Research suggests the gap between the amount of exercise girls and boys do widens during their time at school.

A study for the Women’s Sports and Fitness Foundation says more than half of girls are put off by PE classes.

The WSFF wants schools to make sports lessons more appealing to girls.

The research was conducted by Loughborough University, which found big differences in the attitudes of girls and boys towards doing sport.

Those differences were wider among older schoolchildren.

Falling exercise levels

Eight-year-olds did similar levels of activity: about 60% of those questioned, both girls and boys, said they did regular exercise – at least an hour, five days a week.

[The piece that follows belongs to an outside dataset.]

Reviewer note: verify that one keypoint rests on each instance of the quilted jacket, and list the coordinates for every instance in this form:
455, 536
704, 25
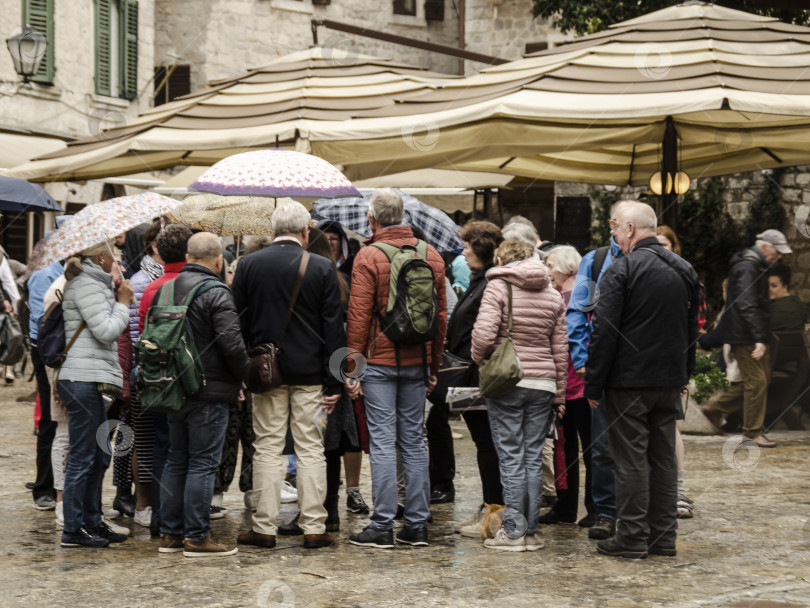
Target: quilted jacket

But among 14-year-old girls, that figure had halved – only 31% said they exercised regularly, compared with 50% of 14-year-old boys.

The research found most girls wanted to do more physical activity, but many were put off by PE classes.

Some said they did not like exercising in front of boys, and they were not confident about their sporting skills.

Girls at Willowfield School in east London talk about why they enjoy sport

A number felt teachers paid too much attention to the girls who were best at sport.

Role models

Girls were also concerned about what their friends thought about exercise, and said getting sweaty was not feminine.

And many of those questioned said they did not think there were enough female sporting role models.

The WSFF is writing to schools offering advice on how to make school sports more attractive to girls.

WSFF said some PE lessons were “stuck in the 1950s jolly-hockey-sticks style of the past”.

“It’s simply unacceptable that the overwhelming majority of our young women are leaving school with dangerously low levels of physical activity,” said WSFF chief executive Sue Tibbals.

“We can’t afford to keep ignoring the evidence that school sport plays a key role in shaping attitudes to sports and fitness.”

The Youth Sport Trust said schools needed to do more to address issues such as girls feeling body conscious or lacking confidence in their abilities.

“Schools that deliver PE well recognise these challenges and offer a wider variety of sports and physical activity that make girls feel included,” said chairwoman Baroness Sue Campbell.

“We would like to see all schools take this approach.”